I think we'll have to hold out on the TV thing a little longer as well. At least until we try to get pregnant again. I am clearly imagining a very large, tired me, asleep on the couch as Zoe zones in front of Barney or Electric Company or whatever craziness is on children's TV these days.

3 comments:

Anonymous said...

We do allow some TV, especially when we are getting ready in the mornings or making dinner. The one thing that Mimi will not tolerate is the TV being on with somthing that she does not want to watch. I like the quiet, so I usually keep the TV off, but it has brought some tough moments for M while trying to watch some vital sporting event on TV with a toddler doing a complete meltdown.

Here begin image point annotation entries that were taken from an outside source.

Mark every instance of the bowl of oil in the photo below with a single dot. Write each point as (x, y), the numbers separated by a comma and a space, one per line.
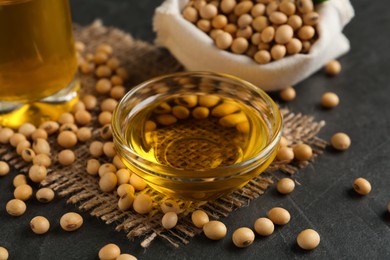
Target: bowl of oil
(196, 135)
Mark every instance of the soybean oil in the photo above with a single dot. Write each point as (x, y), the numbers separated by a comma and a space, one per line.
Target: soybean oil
(195, 132)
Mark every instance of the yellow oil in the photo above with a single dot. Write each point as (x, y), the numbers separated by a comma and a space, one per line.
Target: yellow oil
(37, 59)
(196, 144)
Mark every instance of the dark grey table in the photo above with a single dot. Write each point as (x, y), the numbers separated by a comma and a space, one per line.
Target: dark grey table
(351, 227)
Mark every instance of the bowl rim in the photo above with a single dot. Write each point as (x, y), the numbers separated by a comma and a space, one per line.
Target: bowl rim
(272, 144)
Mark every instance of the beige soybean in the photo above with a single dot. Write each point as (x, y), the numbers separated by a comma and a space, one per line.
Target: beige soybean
(39, 225)
(287, 94)
(340, 141)
(143, 203)
(243, 237)
(50, 127)
(258, 10)
(169, 220)
(23, 192)
(333, 68)
(262, 57)
(287, 7)
(71, 221)
(260, 23)
(41, 146)
(96, 149)
(284, 34)
(45, 195)
(78, 106)
(19, 180)
(170, 206)
(108, 182)
(117, 92)
(264, 226)
(106, 167)
(109, 104)
(137, 182)
(4, 168)
(22, 146)
(39, 133)
(227, 6)
(243, 7)
(109, 252)
(3, 253)
(27, 129)
(278, 18)
(285, 185)
(224, 40)
(294, 46)
(16, 207)
(118, 162)
(268, 34)
(5, 135)
(66, 157)
(124, 189)
(306, 32)
(67, 139)
(330, 100)
(123, 176)
(208, 11)
(93, 166)
(42, 160)
(126, 201)
(214, 230)
(190, 14)
(219, 21)
(308, 239)
(279, 216)
(199, 218)
(285, 154)
(66, 118)
(69, 127)
(362, 186)
(89, 101)
(239, 45)
(204, 25)
(103, 71)
(16, 138)
(37, 173)
(302, 152)
(84, 134)
(305, 6)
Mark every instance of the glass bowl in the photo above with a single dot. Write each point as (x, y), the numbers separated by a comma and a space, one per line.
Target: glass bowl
(232, 138)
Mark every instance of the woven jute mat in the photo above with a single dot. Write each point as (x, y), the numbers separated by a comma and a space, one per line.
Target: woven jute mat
(144, 61)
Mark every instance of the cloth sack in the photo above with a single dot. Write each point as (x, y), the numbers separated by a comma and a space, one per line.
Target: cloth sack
(197, 51)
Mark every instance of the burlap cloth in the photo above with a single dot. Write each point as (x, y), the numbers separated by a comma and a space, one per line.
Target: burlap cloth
(143, 61)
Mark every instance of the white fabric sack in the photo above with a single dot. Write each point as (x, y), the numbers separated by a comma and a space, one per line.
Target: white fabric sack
(196, 50)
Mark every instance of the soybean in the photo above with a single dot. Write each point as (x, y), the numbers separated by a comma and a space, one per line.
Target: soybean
(16, 207)
(71, 221)
(40, 225)
(243, 237)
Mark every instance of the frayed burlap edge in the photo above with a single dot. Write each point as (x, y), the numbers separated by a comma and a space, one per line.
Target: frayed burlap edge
(144, 61)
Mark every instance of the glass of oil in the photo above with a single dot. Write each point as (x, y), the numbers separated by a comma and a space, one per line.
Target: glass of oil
(38, 61)
(197, 135)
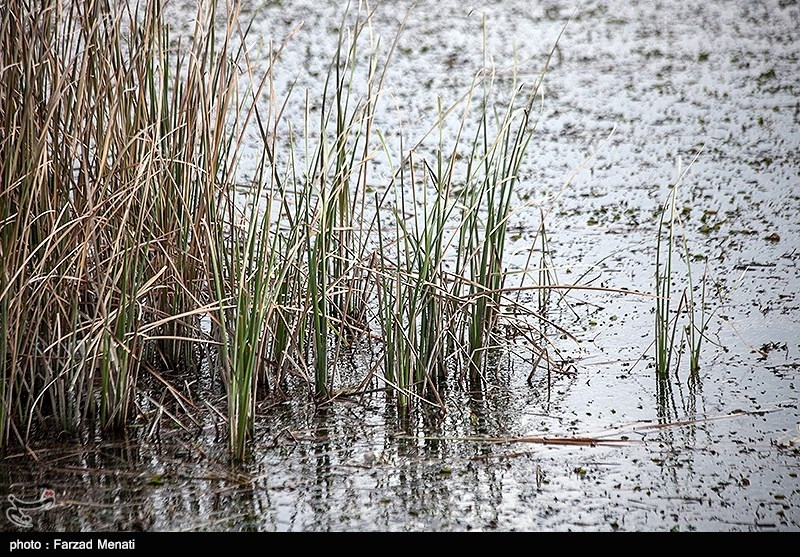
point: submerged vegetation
(131, 251)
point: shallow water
(635, 92)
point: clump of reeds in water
(123, 226)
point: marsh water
(636, 95)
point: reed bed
(130, 247)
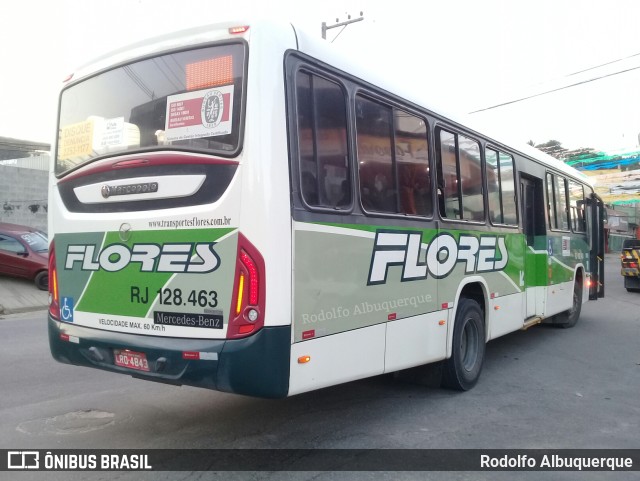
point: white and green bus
(241, 208)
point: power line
(555, 90)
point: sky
(468, 55)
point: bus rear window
(186, 100)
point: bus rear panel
(151, 273)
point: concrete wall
(23, 196)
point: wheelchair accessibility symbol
(66, 309)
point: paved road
(544, 388)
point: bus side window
(322, 136)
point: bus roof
(393, 80)
(386, 78)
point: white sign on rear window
(112, 133)
(203, 113)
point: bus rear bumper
(255, 366)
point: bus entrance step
(532, 321)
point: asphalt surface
(21, 295)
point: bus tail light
(54, 299)
(247, 307)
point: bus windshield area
(185, 100)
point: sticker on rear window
(203, 113)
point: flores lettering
(149, 257)
(393, 248)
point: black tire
(42, 280)
(570, 318)
(462, 370)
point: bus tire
(462, 370)
(570, 318)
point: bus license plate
(131, 359)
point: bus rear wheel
(570, 318)
(462, 370)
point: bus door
(595, 230)
(535, 254)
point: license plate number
(130, 359)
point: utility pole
(338, 23)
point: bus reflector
(54, 299)
(240, 295)
(248, 291)
(68, 338)
(246, 329)
(253, 277)
(241, 29)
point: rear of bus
(169, 213)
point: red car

Congratulations on the big milestone though. Try not to stress out too much :-)

Sarah said...

It is funny how the BIG issues ending up seeming like not such a big deal in retrospect. We put off taking away bottles for A YEAR because it seemed so daunting to have to deal with it while I was pregnant, or on bedrest, or dealing with a cranky newborn. Then after Christmas we just dove in, and it was as you said- a few days of fight, and then over.
I try not to watch TV while Addy's home with me, mainly because most kids programs and commercials drive me NUTS, but I do let her watch DVD's that we have chosen while I need to deal with Eli or take a shower or whatever. Also, I can't imagine how I would be able to get the house cleaned for all these showings without the magic of digital babysitting. It sucks and it's less than ideal, but it has its uses.

Kate said...

I'm torn on this too in terms of having the TV on at all (A is 6 months old, so a little young to complain about the programming itself). I have to admit I watch DVDs while I'm breastfeeding during the day, which sometimes feels like ALL THE TIME.